Make sure you have the following components.
Local SharePoint 20 13 development environment. See how to: set up a local development environment for SharePoint applications.
Office 365 SharePoint site. If you don't have such a website, and want to set up the development environment quickly, you can register for the Office 365 developer subscription, set up your tools and environment, and start deploying applications.

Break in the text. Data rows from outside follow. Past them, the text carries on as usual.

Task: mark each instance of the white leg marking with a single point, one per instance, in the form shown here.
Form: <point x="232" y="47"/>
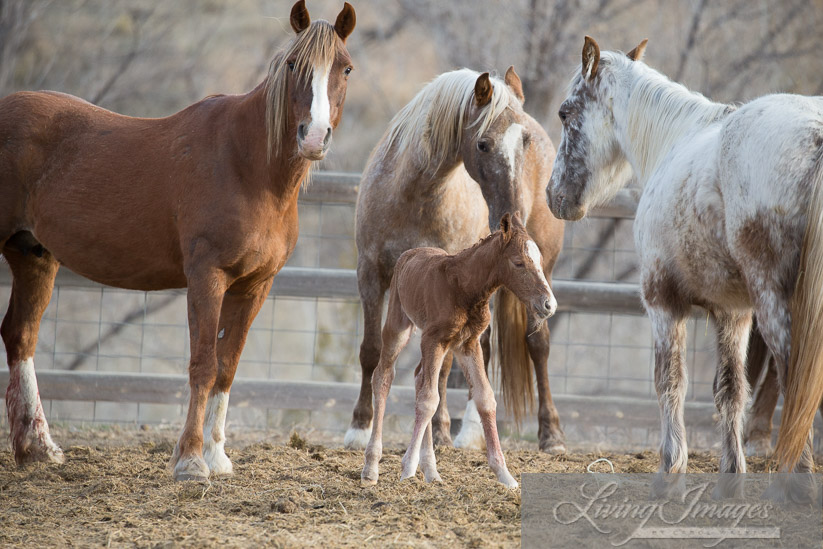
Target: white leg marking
<point x="511" y="140"/>
<point x="214" y="435"/>
<point x="30" y="431"/>
<point x="471" y="436"/>
<point x="356" y="439"/>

Visual Studio 20 12 is installed remotely or on the computer of SharePoint 20 13.
Visual Studio 20 12 Office developer tools.
The computer with SharePoint 20 13 installed has the 64-bit version of Microsoft Online Services Login Assistant installed.
The Microsoft online services module for windows powershell is installed on the computer with SharePoint 20 13(64-bit).
Create a certificate and make it a locally installed Security Token Service (STS) certificate in SharePoint 20 13.
You need to replace the default security token service (STS) certificate installed locally in SharePoint 20 13 with your own certificate. This article provides an example of creating and exporting a test certificate using the Create Self-signed Certificate option in IIS. You can also use a commercial certificate issued by a certification authority.
First create a test. Pfx certificate file, and then create the corresponding test. Cer file.
You can also use the MakeCert test program to generate a test X.509 certificate.
Create a test. Pfx certificate file
In IIS Manager, select the ServerName node in the tree view on the left.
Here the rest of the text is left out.